Broken Span Relationships
Parent-child relationships become disconnected.
Excessive Span Volume
High traffic overwhelms tracing infrastructure.
Incorrect Sampling Configuration
Critical traces may be lost accidentally.
Large Span Payloads
Excessive metadata impacts performance.
Real-World Enterprise Use Cases
E-Commerce Systems
- Checkout flow analysis
- Payment latency debugging
- Inventory synchronization tracing
Banking Platforms
- Transaction traceability
- Fraud investigation
- Audit workflows
Streaming Platforms
- Recommendation pipeline analysis
- Media delivery debugging
- Event processing visibility
Interview Questions and Answers
What is distributed tracing?
Distributed tracing tracks requests across multiple distributed services using trace IDs and spans.
What is a span?
A span represents a single operation inside a distributed trace.
What is the purpose of Zipkin?
Zipkin collects, stores, and visualizes distributed traces.
What replaced Spring Cloud Sleuth?
Micrometer Tracing replaced Spring Cloud Sleuth in Spring Boot 3.
Why is trace propagation important?
Trace propagation ensures requests remain connected across distributed services.
What is trace sampling?
Sampling limits how many traces are collected to reduce overhead and storage costs.
Frequently Asked Questions
Is distributed tracing only for microservices?
No. Even monolithic systems can benefit from tracing complex workflows.
Can Zipkin work with Kubernetes?
Yes. Zipkin is commonly deployed in Kubernetes environments.
Does tracing impact performance?
Yes, but proper sampling and optimization minimize the overhead.
Can tracing work with Kafka?
Yes. Trace context can propagate through Kafka message headers.
What is the difference between metrics and traces?
Metrics provide aggregated system measurements, while traces show individual request journeys.
Should production systems trace every request?
Usually no. Most enterprise systems use sampling strategies.
Summary
Distributed tracing is one of the most important observability techniques in modern cloud-native systems.

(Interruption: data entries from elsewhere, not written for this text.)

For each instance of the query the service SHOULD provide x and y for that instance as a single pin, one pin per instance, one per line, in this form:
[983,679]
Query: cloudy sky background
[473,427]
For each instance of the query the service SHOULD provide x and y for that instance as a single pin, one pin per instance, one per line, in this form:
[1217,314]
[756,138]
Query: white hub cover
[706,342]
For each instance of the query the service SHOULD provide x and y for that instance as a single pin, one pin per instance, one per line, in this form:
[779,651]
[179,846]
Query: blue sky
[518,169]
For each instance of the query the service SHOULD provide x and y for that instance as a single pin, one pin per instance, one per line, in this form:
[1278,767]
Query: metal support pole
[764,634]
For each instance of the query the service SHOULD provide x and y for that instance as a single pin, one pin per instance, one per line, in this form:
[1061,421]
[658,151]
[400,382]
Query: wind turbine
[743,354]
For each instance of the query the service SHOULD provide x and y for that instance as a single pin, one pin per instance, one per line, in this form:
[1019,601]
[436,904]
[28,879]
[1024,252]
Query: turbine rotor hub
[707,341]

In this guide, you learned:
- How traces and spans work
- How Micrometer Tracing integrates with Spring Boot
- How Zipkin visualizes distributed traces
- How context propagation works
- How tracing supports REST APIs and Kafka systems
- How enterprises debug distributed systems
- Production observability best practices
Modern distributed systems cannot operate reliably without strong observability.
Distributed tracing enables:
- Faster debugging
- Better reliability
- Performance optimization
- Improved incident response
- Deep operational visibility
Mastering observability and distributed tracing is essential for backend engineers, platform engineers, SREs, and cloud-native architects.